Il discorso di Giorgia Meloni va valutato senza sconti, ma anche senza pregiudizi. Se si volesse farne un commento assolutamente sintetico che, per quanto del tutto parziale, possa indicarne una prima cifra, verrebbe da dire così, pur scontando una certa interpretazione di parte: “Benvenuta destra, nell’alveo della Repubblica democratica e costituzionale”.
Una destra comunque incardinata in una tradizione politica che, attraverso il MSI risale al fascismo, per forza di cose – come, in un altro momento, ha dovuto fare una sinistra che vantava ascendenze addirittura staliniste – è tenuta a tributare, di necessità, un omaggio obbligato ai valori morali, politici ed istituzionali fondativi della Repubblica e della sua Legge Fondamentale, nata dall’antifascismo e dalla lotta di resistenza.
La vittoria della destra è oggi un fatto storicamente del tutto nuovo, eppure si inscrive nel percorso pluridecennale della democrazia italiana ed anch’essa è stata resa possibile da quel processò la di radicale revisione delle loro originarie posizioni che ambedue le estreme hanno dovuto affrontare poste di fronte alla bandiera della libertà e della democrazia che il nostro ordinamento non ha mai ammainato, tanto meno nella drammatica stagione della violenza degli opposti estremismi che hanno insanguinato l’Italia.
Il valore intangibile della libertà che la Costituzione incardina nelle forme della democrazia parlamentare e rappresentativa; il rifiuto di ogni forma di totalitarismo, compreso quello fascista; il ripudio delle leggi razziali “vergogna che segnerà il nostro popolo per sempre”; l’assenso a quella scelta europea ed atlantica che, assunta nella temperie drammatica del dopoguerra grazie ad una classe dirigente ferma e coraggiosa, disegna tuttora la nostra collocazione internazionale; il riconoscimento del valore delle autonomie nel quadro dell’unità
nazionale; l’apprezzamento dei corpi intermedi e del Terzo Settore come strutture essenziali di una società civile protagonista della nostra vita democratica: sono attestazioni che si evincono dal discorso di Meloni e lo collocano nell’alveo democratico e costituzionale della Repubblica. O almeno così speriamo possa essere confermato dai fatti. Non c’è’ ragione di non crederle, anche laddove esprime posizioni che contraddicono suoi precedenti convincimenti.
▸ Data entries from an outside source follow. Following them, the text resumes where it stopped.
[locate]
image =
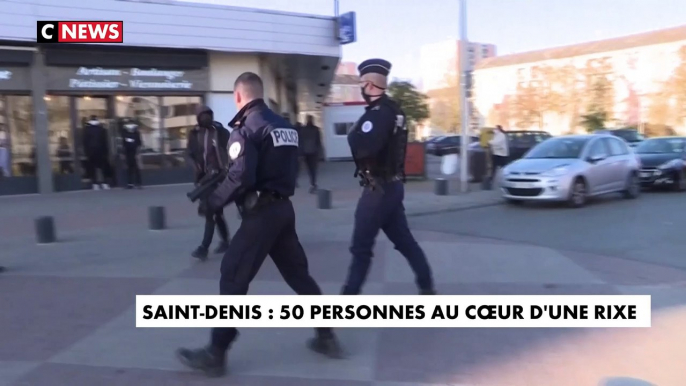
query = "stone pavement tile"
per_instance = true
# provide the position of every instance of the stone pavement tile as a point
(493, 263)
(620, 271)
(654, 355)
(11, 371)
(73, 375)
(123, 254)
(662, 297)
(507, 289)
(384, 383)
(275, 352)
(428, 236)
(451, 356)
(44, 315)
(328, 262)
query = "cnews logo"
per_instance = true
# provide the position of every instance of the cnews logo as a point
(80, 32)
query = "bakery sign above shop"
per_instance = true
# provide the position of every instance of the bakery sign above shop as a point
(125, 79)
(15, 78)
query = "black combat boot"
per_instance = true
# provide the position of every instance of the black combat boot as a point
(326, 344)
(200, 253)
(211, 362)
(222, 248)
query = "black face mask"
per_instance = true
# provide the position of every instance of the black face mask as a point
(367, 98)
(204, 120)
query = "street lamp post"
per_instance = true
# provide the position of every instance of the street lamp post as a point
(464, 105)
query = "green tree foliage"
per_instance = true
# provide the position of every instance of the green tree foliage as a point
(413, 102)
(678, 86)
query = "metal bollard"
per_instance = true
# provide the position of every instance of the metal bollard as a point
(157, 220)
(487, 183)
(45, 230)
(323, 199)
(441, 187)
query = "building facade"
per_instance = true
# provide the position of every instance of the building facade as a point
(164, 69)
(440, 65)
(345, 86)
(440, 62)
(637, 80)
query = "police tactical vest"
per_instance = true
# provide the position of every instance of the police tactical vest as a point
(397, 147)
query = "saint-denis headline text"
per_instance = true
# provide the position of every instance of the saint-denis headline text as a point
(510, 311)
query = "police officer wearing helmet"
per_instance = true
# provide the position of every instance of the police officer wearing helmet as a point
(263, 149)
(378, 142)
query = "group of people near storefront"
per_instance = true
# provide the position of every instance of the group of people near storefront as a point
(96, 147)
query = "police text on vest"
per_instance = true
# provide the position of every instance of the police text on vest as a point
(284, 137)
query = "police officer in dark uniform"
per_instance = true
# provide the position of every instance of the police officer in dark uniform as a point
(207, 144)
(263, 149)
(378, 142)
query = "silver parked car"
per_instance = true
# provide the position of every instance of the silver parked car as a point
(572, 169)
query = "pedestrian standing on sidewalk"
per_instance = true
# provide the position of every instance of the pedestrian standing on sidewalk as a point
(261, 179)
(207, 147)
(499, 150)
(311, 140)
(96, 146)
(131, 143)
(378, 142)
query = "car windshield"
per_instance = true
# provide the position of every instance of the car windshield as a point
(629, 135)
(661, 146)
(558, 148)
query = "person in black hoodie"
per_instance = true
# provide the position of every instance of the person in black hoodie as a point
(207, 148)
(311, 146)
(131, 143)
(97, 150)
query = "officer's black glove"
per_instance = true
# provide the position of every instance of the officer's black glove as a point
(203, 208)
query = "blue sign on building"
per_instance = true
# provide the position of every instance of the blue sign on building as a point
(347, 30)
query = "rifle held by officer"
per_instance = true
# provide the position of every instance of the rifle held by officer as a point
(206, 185)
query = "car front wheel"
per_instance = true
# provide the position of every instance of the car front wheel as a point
(680, 182)
(633, 187)
(577, 194)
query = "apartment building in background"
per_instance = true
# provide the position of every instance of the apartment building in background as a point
(345, 86)
(551, 89)
(439, 61)
(439, 70)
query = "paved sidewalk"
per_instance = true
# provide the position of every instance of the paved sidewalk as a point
(67, 309)
(75, 211)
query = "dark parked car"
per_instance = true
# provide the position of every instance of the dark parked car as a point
(449, 144)
(631, 136)
(519, 142)
(663, 162)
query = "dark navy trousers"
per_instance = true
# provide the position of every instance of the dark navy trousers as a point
(269, 229)
(382, 209)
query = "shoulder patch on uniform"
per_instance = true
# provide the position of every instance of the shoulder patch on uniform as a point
(400, 120)
(234, 150)
(367, 126)
(284, 137)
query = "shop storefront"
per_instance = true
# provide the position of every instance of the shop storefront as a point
(136, 85)
(17, 134)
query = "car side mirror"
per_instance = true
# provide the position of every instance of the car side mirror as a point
(595, 158)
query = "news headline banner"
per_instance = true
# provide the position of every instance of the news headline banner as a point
(444, 311)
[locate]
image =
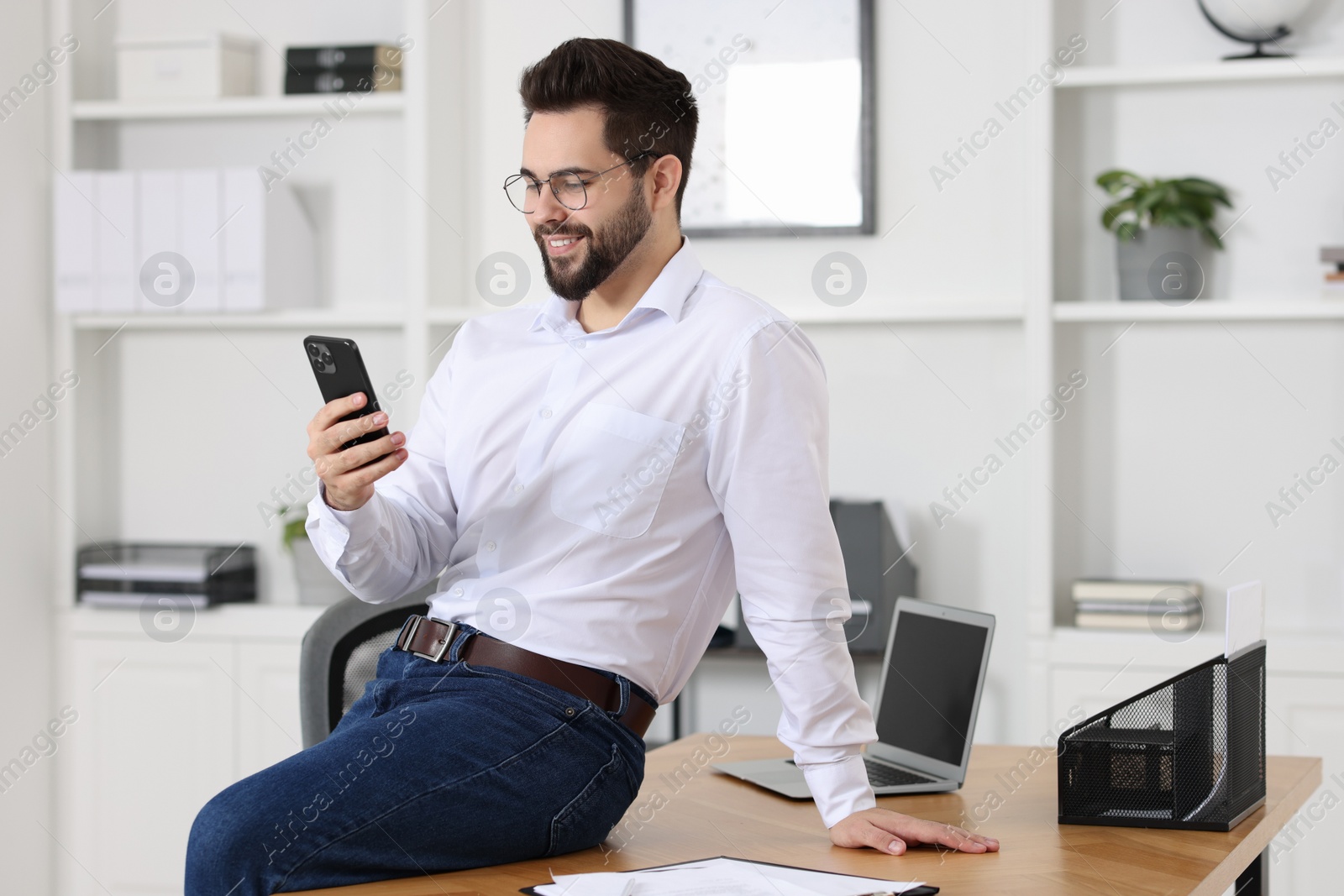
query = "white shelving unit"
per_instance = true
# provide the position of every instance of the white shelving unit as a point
(1203, 73)
(302, 105)
(93, 129)
(1198, 311)
(226, 696)
(1191, 409)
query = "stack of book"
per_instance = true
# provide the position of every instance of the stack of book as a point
(1120, 604)
(194, 239)
(342, 69)
(1334, 278)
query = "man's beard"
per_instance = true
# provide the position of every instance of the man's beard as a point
(604, 251)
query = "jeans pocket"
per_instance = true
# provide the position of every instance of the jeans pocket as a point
(589, 817)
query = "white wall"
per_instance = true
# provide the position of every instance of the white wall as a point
(26, 665)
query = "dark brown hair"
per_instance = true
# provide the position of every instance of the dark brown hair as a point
(649, 107)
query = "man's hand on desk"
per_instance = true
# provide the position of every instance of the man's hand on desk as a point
(890, 832)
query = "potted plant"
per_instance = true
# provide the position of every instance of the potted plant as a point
(316, 584)
(1164, 233)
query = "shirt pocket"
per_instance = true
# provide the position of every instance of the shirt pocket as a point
(611, 469)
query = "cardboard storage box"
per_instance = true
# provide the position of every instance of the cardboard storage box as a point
(186, 67)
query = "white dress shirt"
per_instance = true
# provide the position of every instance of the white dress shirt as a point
(596, 497)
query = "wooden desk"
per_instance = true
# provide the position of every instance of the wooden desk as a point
(719, 815)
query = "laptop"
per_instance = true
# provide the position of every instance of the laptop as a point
(933, 676)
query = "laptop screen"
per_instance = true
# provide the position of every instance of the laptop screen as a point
(931, 687)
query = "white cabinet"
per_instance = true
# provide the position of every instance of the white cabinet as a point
(1305, 718)
(163, 727)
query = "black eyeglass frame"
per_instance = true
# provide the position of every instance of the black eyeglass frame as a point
(585, 181)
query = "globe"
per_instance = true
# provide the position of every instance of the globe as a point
(1256, 22)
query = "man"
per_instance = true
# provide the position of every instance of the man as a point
(589, 479)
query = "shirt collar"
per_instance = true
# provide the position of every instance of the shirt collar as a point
(667, 293)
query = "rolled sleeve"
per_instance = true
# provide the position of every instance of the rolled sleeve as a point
(768, 470)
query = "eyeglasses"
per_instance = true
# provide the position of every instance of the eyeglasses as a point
(569, 190)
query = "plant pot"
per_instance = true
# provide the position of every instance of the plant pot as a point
(1166, 264)
(316, 584)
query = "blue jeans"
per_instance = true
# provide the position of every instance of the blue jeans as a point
(436, 768)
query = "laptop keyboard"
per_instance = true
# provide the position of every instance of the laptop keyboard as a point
(885, 775)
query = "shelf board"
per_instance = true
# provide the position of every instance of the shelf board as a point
(443, 315)
(1202, 73)
(921, 312)
(911, 312)
(315, 320)
(1198, 311)
(233, 107)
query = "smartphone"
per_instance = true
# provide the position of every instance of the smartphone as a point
(340, 372)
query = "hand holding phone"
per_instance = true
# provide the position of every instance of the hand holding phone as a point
(349, 439)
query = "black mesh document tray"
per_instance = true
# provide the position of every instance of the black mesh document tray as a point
(1186, 754)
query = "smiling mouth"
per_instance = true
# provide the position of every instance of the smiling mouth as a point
(559, 244)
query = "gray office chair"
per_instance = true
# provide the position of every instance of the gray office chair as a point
(340, 656)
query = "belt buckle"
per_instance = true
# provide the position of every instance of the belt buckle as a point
(413, 621)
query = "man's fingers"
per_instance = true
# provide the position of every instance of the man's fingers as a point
(358, 456)
(953, 837)
(333, 411)
(370, 473)
(347, 430)
(884, 841)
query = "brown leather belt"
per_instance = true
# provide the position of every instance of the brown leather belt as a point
(430, 638)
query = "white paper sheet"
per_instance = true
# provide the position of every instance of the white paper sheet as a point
(717, 876)
(1245, 617)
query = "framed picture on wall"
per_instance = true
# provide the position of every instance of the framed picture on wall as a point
(784, 90)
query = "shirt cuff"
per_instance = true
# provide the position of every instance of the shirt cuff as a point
(840, 788)
(347, 530)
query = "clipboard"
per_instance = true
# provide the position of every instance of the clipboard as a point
(925, 889)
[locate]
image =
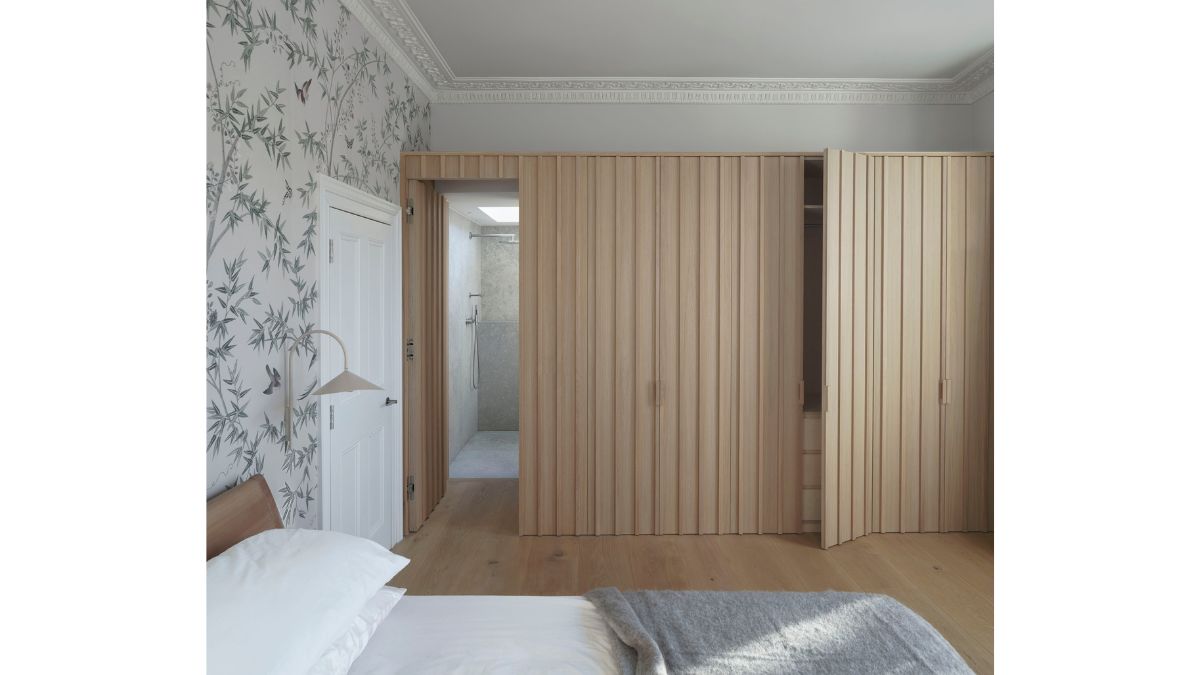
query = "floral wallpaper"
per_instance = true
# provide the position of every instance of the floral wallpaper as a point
(295, 88)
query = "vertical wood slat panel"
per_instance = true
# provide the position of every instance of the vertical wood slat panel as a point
(442, 448)
(858, 362)
(547, 360)
(769, 327)
(471, 166)
(874, 352)
(748, 447)
(846, 351)
(892, 286)
(669, 347)
(527, 381)
(565, 347)
(791, 308)
(988, 384)
(953, 496)
(910, 344)
(605, 346)
(583, 308)
(726, 366)
(489, 166)
(976, 382)
(646, 258)
(591, 488)
(930, 344)
(708, 411)
(831, 346)
(625, 389)
(759, 473)
(689, 345)
(414, 376)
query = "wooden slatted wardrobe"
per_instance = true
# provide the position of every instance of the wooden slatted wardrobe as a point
(682, 366)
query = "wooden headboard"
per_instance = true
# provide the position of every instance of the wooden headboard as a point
(240, 512)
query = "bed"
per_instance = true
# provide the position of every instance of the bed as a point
(607, 631)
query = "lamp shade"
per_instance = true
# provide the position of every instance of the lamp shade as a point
(345, 382)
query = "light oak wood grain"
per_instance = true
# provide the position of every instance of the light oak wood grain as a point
(909, 255)
(238, 513)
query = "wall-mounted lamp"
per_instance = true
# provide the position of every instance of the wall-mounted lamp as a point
(345, 382)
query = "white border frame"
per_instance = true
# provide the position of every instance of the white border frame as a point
(335, 193)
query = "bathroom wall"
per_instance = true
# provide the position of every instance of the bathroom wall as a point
(465, 279)
(498, 333)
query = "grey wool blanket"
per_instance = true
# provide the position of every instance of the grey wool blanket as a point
(723, 632)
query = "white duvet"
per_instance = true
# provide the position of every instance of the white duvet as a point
(490, 634)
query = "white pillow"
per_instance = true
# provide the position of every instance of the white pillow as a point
(277, 599)
(341, 655)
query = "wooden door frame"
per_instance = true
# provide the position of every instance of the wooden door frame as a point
(430, 167)
(333, 195)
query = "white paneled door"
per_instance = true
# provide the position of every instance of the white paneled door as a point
(363, 434)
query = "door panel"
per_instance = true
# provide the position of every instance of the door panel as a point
(360, 430)
(922, 290)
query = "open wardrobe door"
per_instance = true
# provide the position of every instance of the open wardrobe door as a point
(846, 252)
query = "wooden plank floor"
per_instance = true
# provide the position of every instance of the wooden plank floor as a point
(471, 547)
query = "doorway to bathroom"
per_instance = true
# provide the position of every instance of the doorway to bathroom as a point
(481, 328)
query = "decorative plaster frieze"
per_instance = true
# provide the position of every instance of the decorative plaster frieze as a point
(423, 61)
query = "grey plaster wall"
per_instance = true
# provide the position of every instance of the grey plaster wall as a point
(498, 333)
(465, 279)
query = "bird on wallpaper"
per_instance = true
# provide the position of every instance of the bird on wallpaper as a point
(303, 90)
(273, 380)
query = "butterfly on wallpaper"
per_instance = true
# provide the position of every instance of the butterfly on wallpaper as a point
(273, 380)
(303, 90)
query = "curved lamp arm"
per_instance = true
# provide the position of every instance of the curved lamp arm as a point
(345, 382)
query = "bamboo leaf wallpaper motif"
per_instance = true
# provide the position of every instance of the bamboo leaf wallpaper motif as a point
(295, 88)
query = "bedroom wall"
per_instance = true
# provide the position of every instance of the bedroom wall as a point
(609, 127)
(465, 280)
(293, 91)
(984, 121)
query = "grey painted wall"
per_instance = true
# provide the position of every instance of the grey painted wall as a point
(612, 127)
(498, 334)
(984, 121)
(465, 279)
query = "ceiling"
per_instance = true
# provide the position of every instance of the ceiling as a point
(756, 39)
(690, 51)
(468, 203)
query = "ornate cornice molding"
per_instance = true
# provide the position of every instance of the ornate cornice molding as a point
(388, 41)
(403, 34)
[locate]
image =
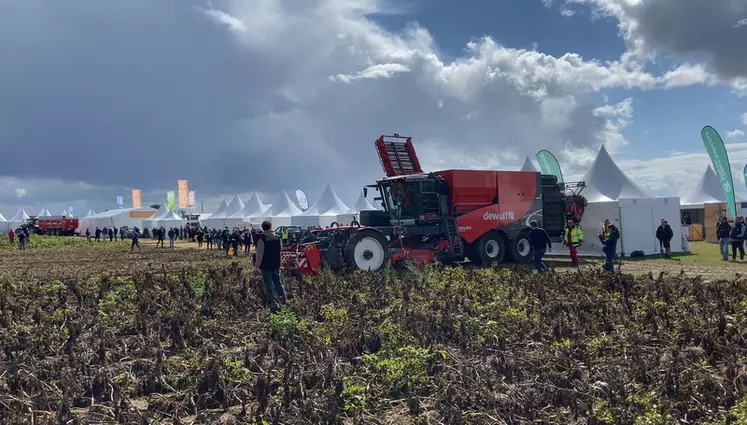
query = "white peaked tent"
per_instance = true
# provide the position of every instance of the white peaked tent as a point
(361, 205)
(229, 216)
(254, 209)
(171, 219)
(612, 195)
(281, 212)
(606, 182)
(707, 191)
(153, 221)
(18, 219)
(528, 166)
(327, 210)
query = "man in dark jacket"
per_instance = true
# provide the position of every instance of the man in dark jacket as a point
(267, 261)
(541, 243)
(665, 234)
(723, 230)
(609, 246)
(736, 237)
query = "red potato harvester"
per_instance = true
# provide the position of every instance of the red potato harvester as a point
(447, 216)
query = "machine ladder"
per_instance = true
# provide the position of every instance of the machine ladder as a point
(397, 155)
(452, 232)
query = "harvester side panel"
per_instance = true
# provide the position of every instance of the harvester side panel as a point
(517, 200)
(470, 189)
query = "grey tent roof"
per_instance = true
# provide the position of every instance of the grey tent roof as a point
(606, 182)
(528, 166)
(707, 191)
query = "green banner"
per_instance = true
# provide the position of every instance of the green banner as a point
(549, 164)
(170, 199)
(717, 151)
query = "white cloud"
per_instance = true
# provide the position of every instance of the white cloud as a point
(734, 134)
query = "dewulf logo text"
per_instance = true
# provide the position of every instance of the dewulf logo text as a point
(506, 215)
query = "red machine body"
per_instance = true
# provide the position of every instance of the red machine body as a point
(450, 215)
(57, 225)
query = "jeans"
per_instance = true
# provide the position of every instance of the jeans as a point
(538, 264)
(723, 245)
(737, 245)
(273, 285)
(609, 261)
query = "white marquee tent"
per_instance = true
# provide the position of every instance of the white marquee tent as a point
(171, 219)
(130, 217)
(707, 191)
(361, 204)
(18, 219)
(152, 222)
(281, 212)
(229, 217)
(605, 181)
(327, 210)
(612, 195)
(528, 166)
(254, 209)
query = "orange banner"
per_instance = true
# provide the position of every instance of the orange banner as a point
(183, 193)
(136, 198)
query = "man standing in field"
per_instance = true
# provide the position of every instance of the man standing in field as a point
(541, 243)
(135, 240)
(722, 233)
(268, 263)
(665, 234)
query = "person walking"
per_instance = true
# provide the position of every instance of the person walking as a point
(135, 240)
(664, 234)
(609, 246)
(736, 238)
(541, 243)
(267, 262)
(723, 230)
(574, 237)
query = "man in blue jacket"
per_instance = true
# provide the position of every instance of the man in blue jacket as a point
(541, 243)
(609, 247)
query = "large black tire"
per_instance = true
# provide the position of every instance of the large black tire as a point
(521, 248)
(367, 249)
(488, 249)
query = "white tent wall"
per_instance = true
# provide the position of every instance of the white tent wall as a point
(640, 217)
(636, 218)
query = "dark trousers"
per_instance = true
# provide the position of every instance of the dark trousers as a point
(609, 260)
(273, 286)
(737, 245)
(538, 264)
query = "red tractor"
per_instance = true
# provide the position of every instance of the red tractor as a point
(55, 225)
(449, 216)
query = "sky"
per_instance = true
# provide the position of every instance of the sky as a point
(98, 97)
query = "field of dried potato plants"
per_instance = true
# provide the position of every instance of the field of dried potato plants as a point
(102, 335)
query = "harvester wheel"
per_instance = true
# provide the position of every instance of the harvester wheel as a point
(521, 248)
(488, 249)
(367, 249)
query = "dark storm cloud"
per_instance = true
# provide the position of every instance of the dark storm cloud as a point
(135, 93)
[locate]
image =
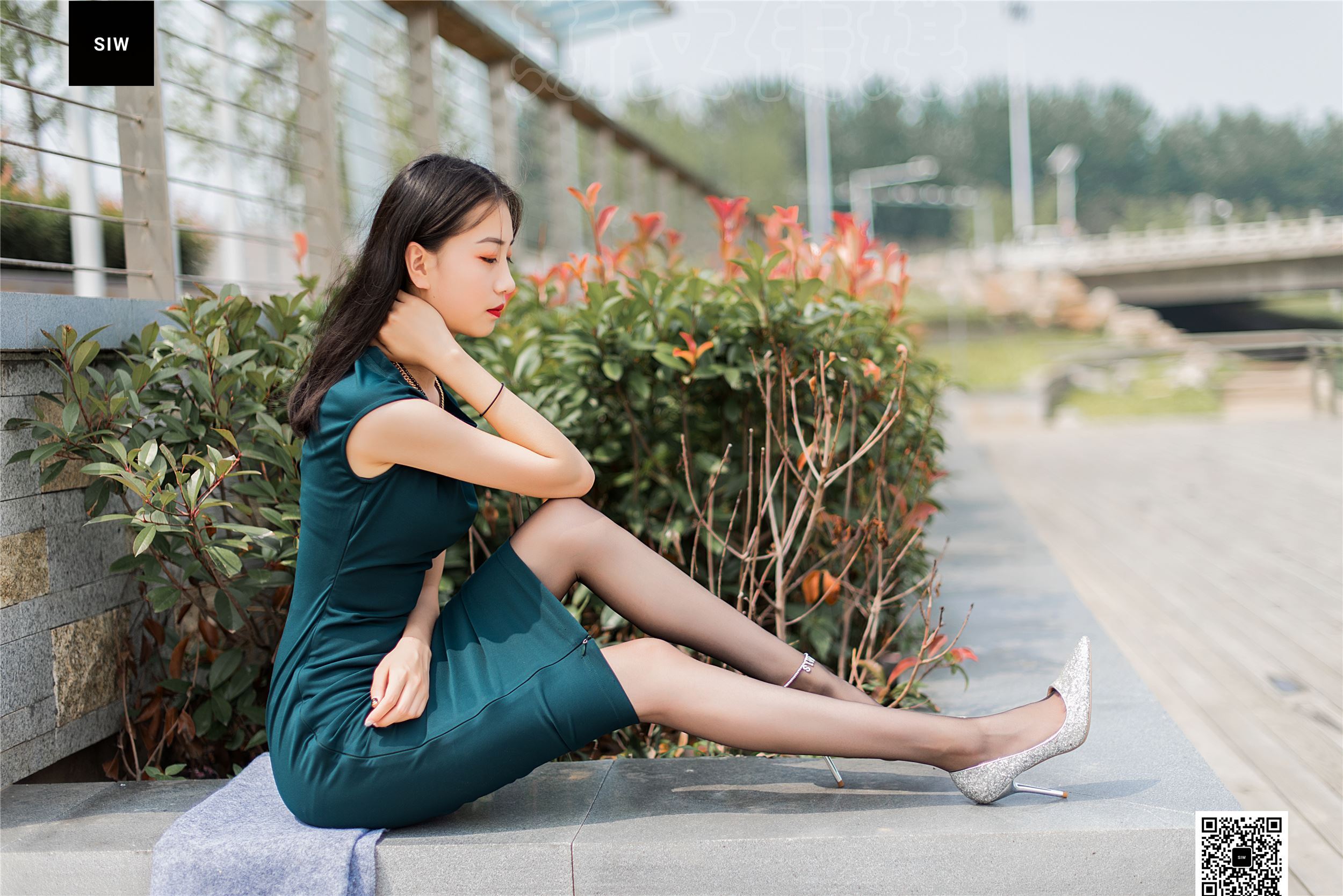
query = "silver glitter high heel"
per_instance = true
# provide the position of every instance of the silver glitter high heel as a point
(993, 779)
(807, 663)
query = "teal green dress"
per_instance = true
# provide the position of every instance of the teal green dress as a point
(515, 680)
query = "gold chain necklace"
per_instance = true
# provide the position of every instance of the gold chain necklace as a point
(413, 382)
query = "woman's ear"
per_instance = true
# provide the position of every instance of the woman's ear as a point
(417, 265)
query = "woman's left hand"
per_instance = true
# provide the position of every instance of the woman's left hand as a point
(401, 684)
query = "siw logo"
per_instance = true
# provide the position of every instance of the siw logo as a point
(112, 42)
(120, 45)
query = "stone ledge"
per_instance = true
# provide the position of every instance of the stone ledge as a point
(726, 825)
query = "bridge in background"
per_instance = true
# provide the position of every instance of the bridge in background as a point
(1156, 268)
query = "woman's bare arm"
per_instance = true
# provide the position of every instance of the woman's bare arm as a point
(531, 459)
(421, 623)
(511, 417)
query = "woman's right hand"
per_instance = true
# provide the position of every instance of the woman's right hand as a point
(414, 332)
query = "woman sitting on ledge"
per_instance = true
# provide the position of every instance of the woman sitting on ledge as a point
(385, 711)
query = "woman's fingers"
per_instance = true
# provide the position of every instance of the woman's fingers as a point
(395, 684)
(402, 702)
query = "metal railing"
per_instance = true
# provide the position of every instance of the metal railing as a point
(266, 119)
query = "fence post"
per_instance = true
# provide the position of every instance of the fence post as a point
(422, 31)
(324, 218)
(146, 194)
(566, 226)
(504, 122)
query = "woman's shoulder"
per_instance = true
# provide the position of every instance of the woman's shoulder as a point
(370, 382)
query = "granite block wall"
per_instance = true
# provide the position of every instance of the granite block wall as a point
(62, 615)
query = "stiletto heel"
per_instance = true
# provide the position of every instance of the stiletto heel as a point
(807, 663)
(997, 778)
(1028, 789)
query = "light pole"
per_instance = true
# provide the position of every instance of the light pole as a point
(1019, 124)
(817, 125)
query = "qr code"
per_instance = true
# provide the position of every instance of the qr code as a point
(1241, 854)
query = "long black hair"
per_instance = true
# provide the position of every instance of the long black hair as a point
(431, 199)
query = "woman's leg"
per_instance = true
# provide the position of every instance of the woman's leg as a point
(670, 688)
(567, 540)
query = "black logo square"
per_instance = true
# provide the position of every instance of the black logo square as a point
(112, 42)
Una seconda cifra merita fin d’ora d’ essere rilevata da un discorso fortemente identitario. Giorgia Meloni ha presentato il suo governo, ma ha anche – forse soprattutto – mostrato come la destra si proponga di andare oltre ed abbia l’ambizione di guadagnare quell’ egemonia culturale che una volta apparteneva alla sinistra. Viviamo in un contesto civile squassato dal vento di cambiamenti epocali, in parte avviati, per lo più attesi ed incombenti, a tratti minacciosi, cosicché non siamo in grado di definire il nostro tempo se non timidamente chiamandolo “post-moderno”, il che significa poco o nulla.
Abbiamo bisogno di leggere tra le righe gli sviluppi in corso, mettere a punto criteri, categorie di giudizio, modelli interpretativi che funzionino, si potrebbe dire, come un GPS che ci consenta di localizzare la stagione che stiamo vivendo su quell’ideale cammino che l’umanità percorre nel suo incessante processo evolutivo. Ovviamente, tutto questo avviene su uno scacchiere europeo ed internazionale che va ben oltre i nostri confini e, non a caso, concerne posture nazional-sovraniste che si affermano in più Paesi.
La sinistra è esausta e vuota, incapace di concepire una qualunque strategia politica, in quanto del tutto priva di un impianto culturale che le offra un indirizzo e la sostenga. Lasciamo, dunque, che sia la destra a farsi carico di questa faticosa ricerca, finendo per imprimere il proprio passo alla lunga marcia verso la nuova stagione che intravediamo davanti a noi, sia pure ancora avvolta da cortine nebbiose da diradare? Ed il mondo cattolico cos’ha da dire in proposito?
Si apre adesso una fase di grande interesse nella misura in cui i nodi politico-programmatici che via via attraverseremo, rinvieranno, un passo dopo l’altro, ad una riflessione di ordine culturale e di più ampia prospettiva che, al di là del governare quotidiano, rappresenterà il vero terreno di confronto e di scontro tra culture politiche e visioni differenti del nostro futuro.